Open source data processing engine Apache Spark continues to win favor in the enterprise, as evidenced by its growing usage among developers who find it easier to use than Hadoop. According to an October survey, standalone deployments of Spark - including those running in the public cloud - now outnumber deployments that also contain Hadoop components.
Some big vendors are throwing support behind Apache Spark, notably IBM, which last year put 3,500 researchers and developers to work on Spark-related projects and opened a Spark Technology Center in San Francisco, following up this year with a second center in India. "These centers serve as hubs for the developer and the data science communities to collaborate and accelerate development on the framework," said Kathryn Guarini, VP, Offering Management, z Systems and LinuxONE, IBM, in an email.
IBM in October also introduced an analytics-as-a-service offering based on Spark.
"Our clients are attracted to Spark's ability to perform federated analytics over heterogeneous data sources, and are adopting the framework in large numbers," Guarini said.
Spark Meets Big Iron
Today IBM deepened its commitment to Spark, rolling out a platform called z/OS for Apache Spark that enables the open source engine to run natively on its workhorse z/OS mainframe operating system, which is especially popular with financial services firms, insurers and retailers.

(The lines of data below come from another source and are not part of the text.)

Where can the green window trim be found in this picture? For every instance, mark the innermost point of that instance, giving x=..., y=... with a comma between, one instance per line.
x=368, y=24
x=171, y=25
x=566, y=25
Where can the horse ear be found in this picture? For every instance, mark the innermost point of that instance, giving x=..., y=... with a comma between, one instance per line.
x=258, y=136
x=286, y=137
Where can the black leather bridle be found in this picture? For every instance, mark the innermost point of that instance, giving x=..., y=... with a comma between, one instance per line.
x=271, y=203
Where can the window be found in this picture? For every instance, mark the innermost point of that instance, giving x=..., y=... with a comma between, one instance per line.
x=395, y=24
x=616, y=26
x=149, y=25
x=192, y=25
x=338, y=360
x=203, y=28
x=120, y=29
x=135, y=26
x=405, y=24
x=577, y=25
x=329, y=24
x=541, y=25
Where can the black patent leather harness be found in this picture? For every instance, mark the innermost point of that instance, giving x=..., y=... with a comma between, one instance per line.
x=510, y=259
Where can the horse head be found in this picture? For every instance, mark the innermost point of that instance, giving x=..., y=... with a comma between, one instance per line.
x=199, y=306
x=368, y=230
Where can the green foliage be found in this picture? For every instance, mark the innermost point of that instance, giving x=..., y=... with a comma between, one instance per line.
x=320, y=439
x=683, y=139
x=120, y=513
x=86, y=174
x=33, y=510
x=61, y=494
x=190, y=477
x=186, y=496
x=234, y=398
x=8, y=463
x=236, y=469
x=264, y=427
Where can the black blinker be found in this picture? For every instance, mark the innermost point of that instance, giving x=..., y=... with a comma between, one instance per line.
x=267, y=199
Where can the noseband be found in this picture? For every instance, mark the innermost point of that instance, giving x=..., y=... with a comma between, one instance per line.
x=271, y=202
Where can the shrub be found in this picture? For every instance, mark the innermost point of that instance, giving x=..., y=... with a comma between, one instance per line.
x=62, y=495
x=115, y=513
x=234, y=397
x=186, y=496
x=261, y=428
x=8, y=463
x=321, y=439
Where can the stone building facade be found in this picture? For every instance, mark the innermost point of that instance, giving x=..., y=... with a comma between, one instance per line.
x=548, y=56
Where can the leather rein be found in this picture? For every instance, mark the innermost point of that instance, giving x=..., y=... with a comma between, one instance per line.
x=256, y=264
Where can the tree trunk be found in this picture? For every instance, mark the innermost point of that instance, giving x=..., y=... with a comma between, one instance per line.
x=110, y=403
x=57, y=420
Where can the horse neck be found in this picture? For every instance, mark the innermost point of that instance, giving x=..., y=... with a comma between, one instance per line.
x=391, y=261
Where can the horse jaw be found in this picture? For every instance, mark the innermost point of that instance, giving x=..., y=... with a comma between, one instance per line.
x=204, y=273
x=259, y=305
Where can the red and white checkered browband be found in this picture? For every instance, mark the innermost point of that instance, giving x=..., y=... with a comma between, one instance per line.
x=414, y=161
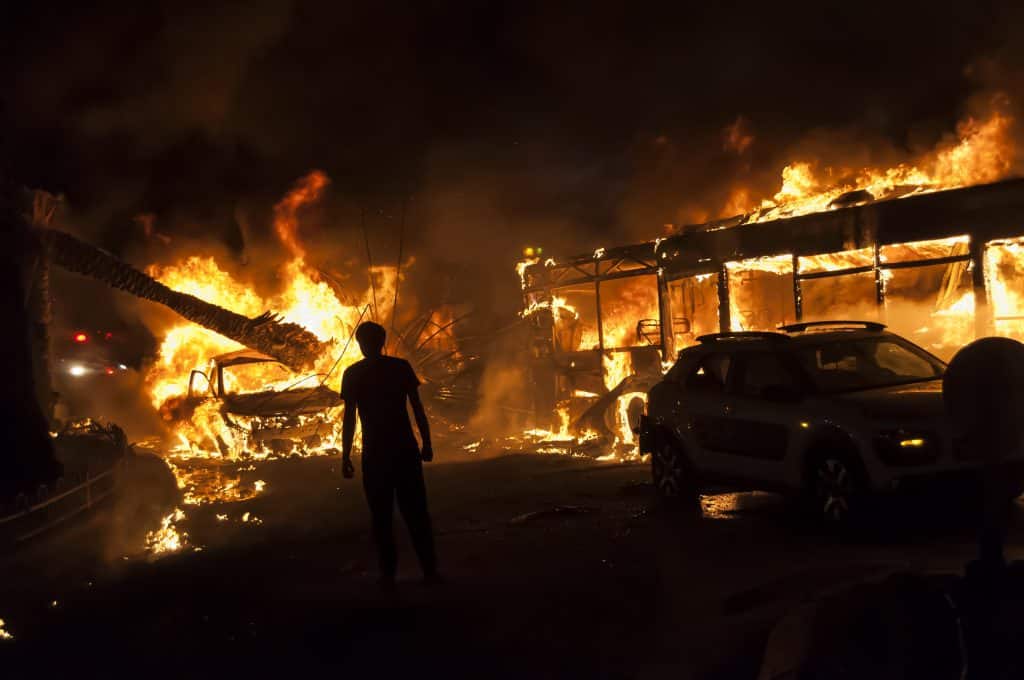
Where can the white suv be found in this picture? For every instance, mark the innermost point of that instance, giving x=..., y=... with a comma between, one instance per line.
x=828, y=410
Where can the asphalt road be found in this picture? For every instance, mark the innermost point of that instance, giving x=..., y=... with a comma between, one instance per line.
x=555, y=566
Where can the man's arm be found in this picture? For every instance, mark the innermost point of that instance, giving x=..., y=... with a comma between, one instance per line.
x=421, y=423
x=347, y=430
x=347, y=434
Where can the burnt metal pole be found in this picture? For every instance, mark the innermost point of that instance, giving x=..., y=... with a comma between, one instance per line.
x=397, y=268
x=798, y=294
x=370, y=259
x=880, y=284
x=724, y=313
x=984, y=316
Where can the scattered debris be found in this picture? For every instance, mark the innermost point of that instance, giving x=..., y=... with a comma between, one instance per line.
x=637, y=489
x=554, y=511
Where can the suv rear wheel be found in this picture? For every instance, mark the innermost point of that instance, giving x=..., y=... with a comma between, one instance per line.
x=835, y=486
x=673, y=475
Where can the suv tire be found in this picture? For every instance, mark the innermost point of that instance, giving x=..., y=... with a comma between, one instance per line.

This means data can be analyzed in place on the mainframe with no need to extract, transform and load (ETL) data and move it elsewhere. This helps organizations perform real-time analytics on their enterprise systems of record, Guarini said, saving them time and money and reducing risk.
The solution, which is available today, supports popular programming languages including Scala, Python, R and SQL. Data abstraction services allow analysts to interact with data in formats they use with traditional databases, such as IMS, VSAM and DB2 z/OS. The services also enable z/OS analytics applications to leverage standard Spark APIs.
In addition, z Systems has established a new GitHub organization for developers to collaborate and build tools around z/OS on Spark. For example, a combination of Project Jupyter and any NoSQL database can provide an extendible data processing and analytics solution.
"As businesses of all sizes transform into real-time digital organizations, they must be able to get a clear picture of all their enterprise data without the excessive time and risk of ETL," said Rod Smith, IBM Fellow, Emerging Internet Technologies, in a statement. "With Apache Spark enabled natively on IBM platforms – now including z Systems – customers can perform analytics alongside the transactional systems that house key data, while drawing contextual insights from other data sources, enabling them to engage with customers and generate revenue in real time."
Spark Platform Partners
IBM also announced that three partners, DataFactZ, Rocket Software and Zementis, will create customized solutions using the new platform.
DataFactZ is working with IBM to develop Spark analytics based on Spark SQL and MLlib for data and transactions processed on the mainframe. According to DataFactZ, the initial focus will be on preventing fraud in the financial industry by isolating and investigating fraudulent transactions in real time with advanced machine learning and streaming technologies.
"We are working with IBM to provide analytics services for z Systems customers that will improve their ability to detect and prevent costly fraudulent transactions before they occur," said Krishna Kallakuri, DataFactZ's CEO, in a statement.
Zementis is complementing its in-transaction predictive analytics offering for z/OS with a standards-based execution engine for Apache Spark that facilitates the deployment of advanced predictive models.
Data virtualization specialist Rocket Software has created Rocket Launchpad, "an engagement model to help organizations develop creative solutions to solve their most challenging data problems," according to a company blog post. Rocket Launchpad will allow mainframe users to try the platform using data on z/OS.